元親「……元就はああ見えてホントは優しいところもあるんだぜ?」
政宗「へえ」
元親「昔何かあったのか誰にも心を開かねーけどよ。いつも…一人ぼっちだがよ…。けど、だからこそ、あいつは人の弱さとかも誰よりよく理解出来るあったかい奴だと思うんだよ」
政宗「お前、そりゃかなりドリーム入ってないか?」
元親「何ッ!」
政宗「それにアイツ狐だし」
元親「政宗ッ!」
政宗「うおっ!? な、何だよ急に、肩いてー! 掴むなっつの!」
元親「どうやって! どうやってお前、元就とあんな仲良くなれたんだよ!?」
政宗「別に仲良くねえよ。だから、その泣きそうな顔近づけるのはよせって!」
元親「政宗〜!!」
政宗「……マジで泣くなよ(汗)。そうかそうか、お前はそんなに情緒不安定だったのか」←やっぱり可哀想になってきてる
元親「何で、何でこんなに好きなのにあいつは全然振り向いてくれないんだ〜! 俺のどこが気に食わないっつんだよ〜! こんなにイイ男なのに!」
政宗「そうだなそうだな、お前はイイ男だ!」(投げ遣りながらも一応よしよしと頭を撫でてやる殿)
元親「元就はな、前なんか俺がわざわざ採ってやった果物も《こんなもの我は食さぬ》って言って目の前で足蹴にして踏み潰したんだぜ〜。その前の時はアイツに似合うだろうと持ってった服をハサミでジョギジョギ切り刻んだんだーッ。くうぅっ」
政宗「何でそんな奴に惚れるんだよお前は…(相手の方が鬼じゃねえか・汗)」
元親「だからー! 優しいトコもあるんだって言ってんだろーがぁッ! ちゃんと人の話聞いてんのか政宗!」
政宗「聞いてるだろがっ! つか、素面で酔っ払ってんじゃねー!」
元親「うっ……(じんわり)」
政宗「だーっ!! だから泣くなっつの、デカイ図体して!」(わしゃわしゃとまたしきりに頭を撫で撫で)



幸村「あ……!」



政宗「ん? あ、幸村! お前、こんな所にいたのか! 探したんだぞ!」←実はあんまり探してないけど
幸村「ま、政宗…殿…」
政宗「お前どうして急に走って出てったんだよ? 訳分かんねー。

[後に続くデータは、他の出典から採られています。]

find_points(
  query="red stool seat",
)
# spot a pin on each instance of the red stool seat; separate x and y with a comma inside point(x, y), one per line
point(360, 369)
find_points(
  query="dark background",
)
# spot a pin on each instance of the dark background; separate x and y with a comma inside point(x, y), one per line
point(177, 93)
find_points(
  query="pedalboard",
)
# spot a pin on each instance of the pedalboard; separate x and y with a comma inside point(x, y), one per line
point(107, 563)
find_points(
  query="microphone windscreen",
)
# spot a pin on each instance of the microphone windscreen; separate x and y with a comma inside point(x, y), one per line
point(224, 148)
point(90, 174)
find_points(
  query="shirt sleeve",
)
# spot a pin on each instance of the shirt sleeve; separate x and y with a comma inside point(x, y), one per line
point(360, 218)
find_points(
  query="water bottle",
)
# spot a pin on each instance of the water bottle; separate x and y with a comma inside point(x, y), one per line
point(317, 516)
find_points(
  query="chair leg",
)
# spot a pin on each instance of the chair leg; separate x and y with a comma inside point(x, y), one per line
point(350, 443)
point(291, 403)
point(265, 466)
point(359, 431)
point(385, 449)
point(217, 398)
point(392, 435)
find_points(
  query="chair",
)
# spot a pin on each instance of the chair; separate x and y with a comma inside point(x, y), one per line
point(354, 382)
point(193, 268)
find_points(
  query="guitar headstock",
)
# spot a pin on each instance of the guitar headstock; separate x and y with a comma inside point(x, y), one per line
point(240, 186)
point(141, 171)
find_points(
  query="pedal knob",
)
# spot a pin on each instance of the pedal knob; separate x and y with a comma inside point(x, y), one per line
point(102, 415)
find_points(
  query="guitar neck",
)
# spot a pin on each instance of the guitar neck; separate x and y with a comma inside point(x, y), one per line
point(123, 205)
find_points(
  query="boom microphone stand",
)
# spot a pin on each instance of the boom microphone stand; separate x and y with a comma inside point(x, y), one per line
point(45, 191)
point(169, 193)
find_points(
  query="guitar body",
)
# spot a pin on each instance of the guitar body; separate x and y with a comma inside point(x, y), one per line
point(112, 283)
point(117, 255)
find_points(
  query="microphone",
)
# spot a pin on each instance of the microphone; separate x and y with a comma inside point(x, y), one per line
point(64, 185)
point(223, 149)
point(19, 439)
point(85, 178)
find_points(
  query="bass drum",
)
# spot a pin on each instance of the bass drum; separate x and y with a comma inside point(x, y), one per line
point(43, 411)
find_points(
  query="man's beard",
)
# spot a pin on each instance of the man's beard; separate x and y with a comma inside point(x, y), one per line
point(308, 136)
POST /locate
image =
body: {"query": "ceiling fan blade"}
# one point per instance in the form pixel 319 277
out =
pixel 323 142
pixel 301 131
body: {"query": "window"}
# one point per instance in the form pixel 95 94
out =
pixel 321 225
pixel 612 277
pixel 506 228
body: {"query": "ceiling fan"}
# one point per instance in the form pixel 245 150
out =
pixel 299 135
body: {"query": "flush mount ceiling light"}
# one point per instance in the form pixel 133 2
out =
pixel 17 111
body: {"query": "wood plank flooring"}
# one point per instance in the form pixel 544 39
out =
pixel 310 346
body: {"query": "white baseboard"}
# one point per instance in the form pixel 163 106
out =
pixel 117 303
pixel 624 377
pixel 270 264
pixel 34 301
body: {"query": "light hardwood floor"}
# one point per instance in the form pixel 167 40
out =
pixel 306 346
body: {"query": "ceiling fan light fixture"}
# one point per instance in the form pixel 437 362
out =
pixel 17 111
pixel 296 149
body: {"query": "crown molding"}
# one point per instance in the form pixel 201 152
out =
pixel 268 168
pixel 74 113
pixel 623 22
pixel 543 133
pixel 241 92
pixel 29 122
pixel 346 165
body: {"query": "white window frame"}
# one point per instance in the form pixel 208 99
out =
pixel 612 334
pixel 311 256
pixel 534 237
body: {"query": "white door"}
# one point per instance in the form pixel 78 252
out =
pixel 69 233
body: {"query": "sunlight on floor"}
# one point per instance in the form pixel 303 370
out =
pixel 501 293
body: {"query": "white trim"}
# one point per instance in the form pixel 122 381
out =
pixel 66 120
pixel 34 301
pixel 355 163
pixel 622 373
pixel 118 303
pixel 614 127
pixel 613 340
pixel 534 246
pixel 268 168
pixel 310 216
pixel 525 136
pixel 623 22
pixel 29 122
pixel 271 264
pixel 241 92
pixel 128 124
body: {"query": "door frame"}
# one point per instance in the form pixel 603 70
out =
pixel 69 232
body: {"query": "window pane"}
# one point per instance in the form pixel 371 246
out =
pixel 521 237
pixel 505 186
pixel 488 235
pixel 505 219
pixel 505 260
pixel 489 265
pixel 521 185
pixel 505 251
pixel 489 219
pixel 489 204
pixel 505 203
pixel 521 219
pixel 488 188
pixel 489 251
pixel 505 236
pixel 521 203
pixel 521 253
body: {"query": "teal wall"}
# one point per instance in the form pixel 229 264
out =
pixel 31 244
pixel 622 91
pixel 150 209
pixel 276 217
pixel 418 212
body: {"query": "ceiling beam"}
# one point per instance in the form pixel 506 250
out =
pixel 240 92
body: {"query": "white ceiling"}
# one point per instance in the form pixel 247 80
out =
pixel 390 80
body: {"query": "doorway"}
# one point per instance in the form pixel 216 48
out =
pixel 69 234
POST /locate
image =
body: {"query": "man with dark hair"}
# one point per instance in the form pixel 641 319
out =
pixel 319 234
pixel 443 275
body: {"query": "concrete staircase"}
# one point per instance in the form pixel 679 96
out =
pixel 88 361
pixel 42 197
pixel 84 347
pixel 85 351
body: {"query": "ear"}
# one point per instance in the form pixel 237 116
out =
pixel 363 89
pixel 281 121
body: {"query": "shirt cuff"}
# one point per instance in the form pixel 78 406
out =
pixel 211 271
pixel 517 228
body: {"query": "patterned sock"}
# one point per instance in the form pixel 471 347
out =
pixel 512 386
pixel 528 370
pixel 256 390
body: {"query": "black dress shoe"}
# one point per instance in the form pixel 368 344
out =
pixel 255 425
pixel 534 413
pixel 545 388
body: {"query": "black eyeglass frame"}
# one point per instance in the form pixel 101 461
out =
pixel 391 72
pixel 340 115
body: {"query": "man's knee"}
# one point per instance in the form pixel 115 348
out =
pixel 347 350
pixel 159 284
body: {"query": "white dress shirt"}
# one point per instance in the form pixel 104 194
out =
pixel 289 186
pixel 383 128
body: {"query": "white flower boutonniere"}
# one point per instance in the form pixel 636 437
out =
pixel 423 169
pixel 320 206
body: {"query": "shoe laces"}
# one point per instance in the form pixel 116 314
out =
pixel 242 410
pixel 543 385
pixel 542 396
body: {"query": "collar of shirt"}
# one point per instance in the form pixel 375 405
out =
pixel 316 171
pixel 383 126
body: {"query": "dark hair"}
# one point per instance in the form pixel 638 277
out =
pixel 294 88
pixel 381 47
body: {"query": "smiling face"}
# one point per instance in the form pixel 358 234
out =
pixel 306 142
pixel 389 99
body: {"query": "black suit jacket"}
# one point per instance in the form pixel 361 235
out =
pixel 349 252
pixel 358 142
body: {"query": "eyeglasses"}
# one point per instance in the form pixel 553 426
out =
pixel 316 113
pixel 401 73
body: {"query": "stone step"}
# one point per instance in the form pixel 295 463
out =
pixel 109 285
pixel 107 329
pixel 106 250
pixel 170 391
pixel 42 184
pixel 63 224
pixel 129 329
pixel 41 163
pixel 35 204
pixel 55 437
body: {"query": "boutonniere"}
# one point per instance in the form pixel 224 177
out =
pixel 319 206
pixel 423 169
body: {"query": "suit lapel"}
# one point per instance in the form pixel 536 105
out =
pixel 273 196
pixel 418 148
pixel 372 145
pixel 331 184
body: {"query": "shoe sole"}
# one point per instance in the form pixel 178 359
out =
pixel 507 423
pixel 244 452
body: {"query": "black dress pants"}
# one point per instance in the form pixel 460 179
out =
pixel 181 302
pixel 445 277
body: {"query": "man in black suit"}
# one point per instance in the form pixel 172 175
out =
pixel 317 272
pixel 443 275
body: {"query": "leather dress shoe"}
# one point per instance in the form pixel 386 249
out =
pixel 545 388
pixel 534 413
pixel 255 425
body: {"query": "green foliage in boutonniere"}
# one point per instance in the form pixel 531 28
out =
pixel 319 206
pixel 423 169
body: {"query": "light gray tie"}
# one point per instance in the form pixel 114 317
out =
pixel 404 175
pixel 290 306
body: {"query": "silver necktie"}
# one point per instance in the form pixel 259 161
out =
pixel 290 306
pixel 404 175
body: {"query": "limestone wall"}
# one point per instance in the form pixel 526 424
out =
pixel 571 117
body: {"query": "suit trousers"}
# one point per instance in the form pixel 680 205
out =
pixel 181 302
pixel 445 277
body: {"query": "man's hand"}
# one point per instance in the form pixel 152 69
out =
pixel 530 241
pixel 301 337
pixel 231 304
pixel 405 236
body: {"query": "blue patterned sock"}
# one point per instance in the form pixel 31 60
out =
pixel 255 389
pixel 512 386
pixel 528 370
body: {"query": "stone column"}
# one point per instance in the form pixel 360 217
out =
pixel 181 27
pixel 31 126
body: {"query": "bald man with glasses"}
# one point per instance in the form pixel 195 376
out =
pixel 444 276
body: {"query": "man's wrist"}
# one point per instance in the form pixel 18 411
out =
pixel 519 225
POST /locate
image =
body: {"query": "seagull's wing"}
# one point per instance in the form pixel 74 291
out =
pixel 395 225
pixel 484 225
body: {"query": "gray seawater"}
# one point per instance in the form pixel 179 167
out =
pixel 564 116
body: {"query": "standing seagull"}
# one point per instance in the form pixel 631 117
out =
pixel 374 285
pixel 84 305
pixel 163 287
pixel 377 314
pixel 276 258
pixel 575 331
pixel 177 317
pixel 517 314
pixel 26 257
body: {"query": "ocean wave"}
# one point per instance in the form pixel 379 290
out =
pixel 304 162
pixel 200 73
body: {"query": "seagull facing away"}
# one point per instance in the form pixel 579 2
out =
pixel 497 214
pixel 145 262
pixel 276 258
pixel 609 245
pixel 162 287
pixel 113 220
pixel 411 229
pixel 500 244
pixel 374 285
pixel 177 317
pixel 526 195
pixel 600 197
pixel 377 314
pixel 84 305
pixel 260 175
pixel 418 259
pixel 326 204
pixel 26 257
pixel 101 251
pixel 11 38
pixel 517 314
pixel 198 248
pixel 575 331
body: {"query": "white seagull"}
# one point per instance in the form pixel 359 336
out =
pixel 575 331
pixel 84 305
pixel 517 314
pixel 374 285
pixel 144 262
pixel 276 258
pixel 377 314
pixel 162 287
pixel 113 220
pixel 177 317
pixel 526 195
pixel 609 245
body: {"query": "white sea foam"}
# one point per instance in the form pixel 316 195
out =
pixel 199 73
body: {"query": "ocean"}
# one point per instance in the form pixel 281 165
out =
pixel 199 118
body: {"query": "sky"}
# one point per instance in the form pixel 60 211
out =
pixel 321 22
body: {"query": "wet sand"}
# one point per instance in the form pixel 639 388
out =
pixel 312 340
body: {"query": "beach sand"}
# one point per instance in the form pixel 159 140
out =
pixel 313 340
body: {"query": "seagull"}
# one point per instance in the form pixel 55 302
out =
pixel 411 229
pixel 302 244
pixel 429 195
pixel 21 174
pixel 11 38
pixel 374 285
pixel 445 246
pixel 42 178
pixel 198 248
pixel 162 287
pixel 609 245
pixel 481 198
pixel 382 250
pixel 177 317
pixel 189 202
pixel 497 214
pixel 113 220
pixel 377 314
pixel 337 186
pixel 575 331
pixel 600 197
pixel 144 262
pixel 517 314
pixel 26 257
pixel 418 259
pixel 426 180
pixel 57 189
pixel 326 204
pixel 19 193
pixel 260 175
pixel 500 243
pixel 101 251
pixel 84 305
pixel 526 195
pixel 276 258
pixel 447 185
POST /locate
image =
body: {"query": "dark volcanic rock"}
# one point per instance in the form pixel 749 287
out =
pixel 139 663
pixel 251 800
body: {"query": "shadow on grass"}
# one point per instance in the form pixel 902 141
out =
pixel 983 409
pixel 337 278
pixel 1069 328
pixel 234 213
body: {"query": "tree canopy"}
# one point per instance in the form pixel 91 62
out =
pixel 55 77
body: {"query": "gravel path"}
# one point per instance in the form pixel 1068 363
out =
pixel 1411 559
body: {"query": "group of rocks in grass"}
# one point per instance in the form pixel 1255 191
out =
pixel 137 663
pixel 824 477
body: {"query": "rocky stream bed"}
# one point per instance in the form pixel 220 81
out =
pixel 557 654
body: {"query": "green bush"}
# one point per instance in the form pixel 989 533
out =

今日だってなー、俺はお前の為にわざわざ街からお前のスイーツ用意して――」
元親「政宗っ! 俺の話聞いてんのかよーッ!」(政宗に抱きついて駄々をこねる半泣きチカ)
政宗「い、今はそれどこじゃ…! ……って、おい、幸村!?」
幸村「う…うぐ……」(ふるふる)
政宗「……おい、ちょっと待て。お前また――」
元親「政宗〜!」
政宗「テメ、元親! お前、まさかわざとやってんじゃねーだろなっ。いいから離れろっ」
幸村「は、は、は………破廉恥でござるッ!」
政宗「は…?」
幸村「そのように! だ、だだだ抱き合うなど…ッ! しかもここは公共の場であるのに…っ。ま、政宗殿など、政宗殿など〜!」
政宗「おいだから待て幸村。お前、この状況よく見てから――」
元親「政宗〜!」(ぎゅううぅと抱きつく元親)←嫌がらせか?
政宗「……ッ!!」



幸村「政宗殿など大嫌いでござるうぅ〜ッ【泣】!!!」(ダダダーッ)



政宗「………」(ぽかーん)
元親「何でだ〜。元就は何で俺にはあんな冷たいんだ〜」
政宗「………」
元親「俺が鬼っ子だからなのかぁ〜」
政宗「黙れ【叩】」
元親「痛ェ!!」



政宗「………幸村」



――泣かせたくないのに。幸村の走り去る後ろ姿を見つめながらちょっぴり胸が痛んだ政宗様なのであった。